Bugunun dinleri bir noktada mitoloji olacak fakat hic bir zaman her seyi bilemeyecegimiz icin her zaman bilinmeyeni bildigini iddia eden bir takim mitler olacaktir.
Ayrica bilgiye ulasma hizi, dinlere karsi bir olgu degil.
Adam dunyanin uzaydan cekilmis onlarca fotografina 10 saniyede ulasabilecegi akilli telefona zaten sahip fakat beyin olmayinca "Dunya duz" diye iddia ediyor.
Dinler yok olcaktır. Bunu olumlu bir olgu olarak aksedilmesi yanlıştır. Çünkü diyor alta geçiyorum.
Dinleri yok olması için evvela dinlerin olması gerekir. Kimi insanlar tarafından var olan şu vakitte zaten din yoktur. Ek olarak 'dinler bir gün yok edilecek' nidaları atanlar şuan dini kabul etmiyor ve dinin dünya için bir -kısaca- kaos olduğunu düşünüyorlar.
Dini tamamen yok edecek olanlar ise dini kabul edenler olacaktır.
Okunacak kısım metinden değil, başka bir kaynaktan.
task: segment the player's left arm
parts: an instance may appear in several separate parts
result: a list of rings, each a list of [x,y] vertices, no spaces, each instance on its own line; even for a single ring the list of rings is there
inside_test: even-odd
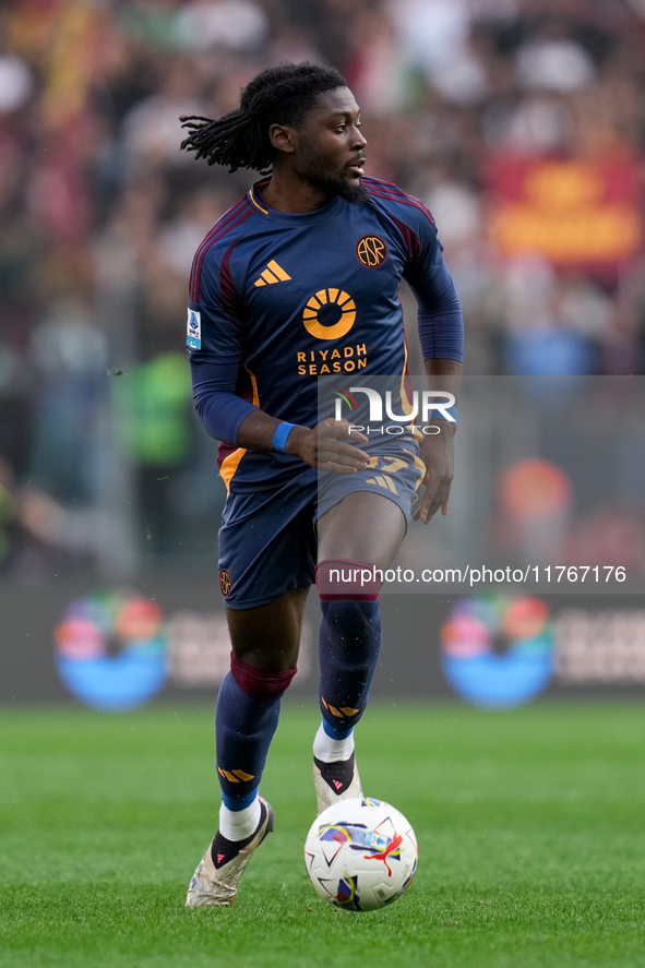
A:
[[[419,340],[429,389],[452,394],[457,399],[464,358],[464,318],[453,283],[443,261],[437,229],[429,220],[421,224],[419,248],[406,268],[418,310]],[[456,414],[451,416],[456,420]],[[438,432],[426,434],[421,461],[426,465],[423,497],[415,518],[429,524],[441,509],[447,514],[454,473],[453,440],[456,422],[441,414],[430,421]]]
[[[430,389],[447,392],[456,401],[462,377],[462,363],[451,359],[429,359],[425,361],[423,366]],[[422,481],[425,491],[419,510],[415,514],[415,518],[420,518],[423,524],[429,524],[440,507],[442,514],[447,514],[447,502],[454,474],[453,441],[456,423],[437,417],[430,421],[430,426],[437,427],[438,432],[425,435],[421,441],[420,456],[426,466]]]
Pekala soruyorum onlara,din tanımazlar olarak neden gelecekte bir zamanda dinin tamamen yok olacağını umut dolu gözlerle bekliyorsunuz. Dini yok edenler yine bugün dini körükleyenler değil mi ? Saf ve samimi inaçlılar haricinde tüm dini körükleyenler birer kötü insanlar olduğuna göre, nasıl onların dini yok etmesine -tıpkı uydurdukları gibi- umutla bakıyorsunuz?
Ve diyorum ki eğer bir gün tamamen din yok edilecekse bunu yine kötü insanlar yapacak!
dinler sürekli karanlıktan beslenip burası üzerine yuvalanıyor ve aydınlandıkça o karanlık daha da metafizik safsatalara gidip kendini orada var etmeye çalışıyor.
misal: önceden insanlar şimşeği tanrı öfkesine bağlıyordu ve bu öfkeyi bir tanrı üzerinden açıkladığı için tanrıyı dindirmek adına ona ibadet ediyor veya kurbanlar sunuyordu. peki ama neden neydi? neden işte bilinmezliği tanrı ile açıklama kafasıydı ve bu açıklama doğru olmadığı için insanlar saçma sapan şeylere yıllarca inandılar. halen daha da inanıyorlar.
tabi bunu ne kırdı? o karanlığı aydınlatmak, şimşeği doğanın kendi içinde hiçbir uhrevi safsataya yer vermeden açıkladık ve gidip bunun arkasında tanrısal bir öfke aramadık. kurban da kesmedik gidip mantıklı açıklamamız üzerine paratoner taktık ve bunu önleme yoluna gittik.
peki şimdi olan ne? gene bazı şeyler karanlıkta ve gene bu karanlığı tanrı üzerinden açıklayıp saçmalıklarında ısrar edenler var o puta tapan atalarının bir nevi geleneklerini, ilkel açıklamalarını farklı şekilde sürdürüyorlar.
dolayısıyla dinin buradan yola çıkarak ortadan kalkmasının ancak ve ancak bilimsel toplum modeliyle ve bilimin ilerlemesiyle olacağını anlıyoruz. bir şeyler karanlıkta kaldıkça her daim karanlıktan beslenen uhrevi safsatalar bir takım kişiler için kaçış yolu olacaktır ve din ortadan kalkmayacaktır.
o yüzden her şeyi materyalist temele oturtup açıklamak zorundayız ve zaten gerçeğin dili de budur.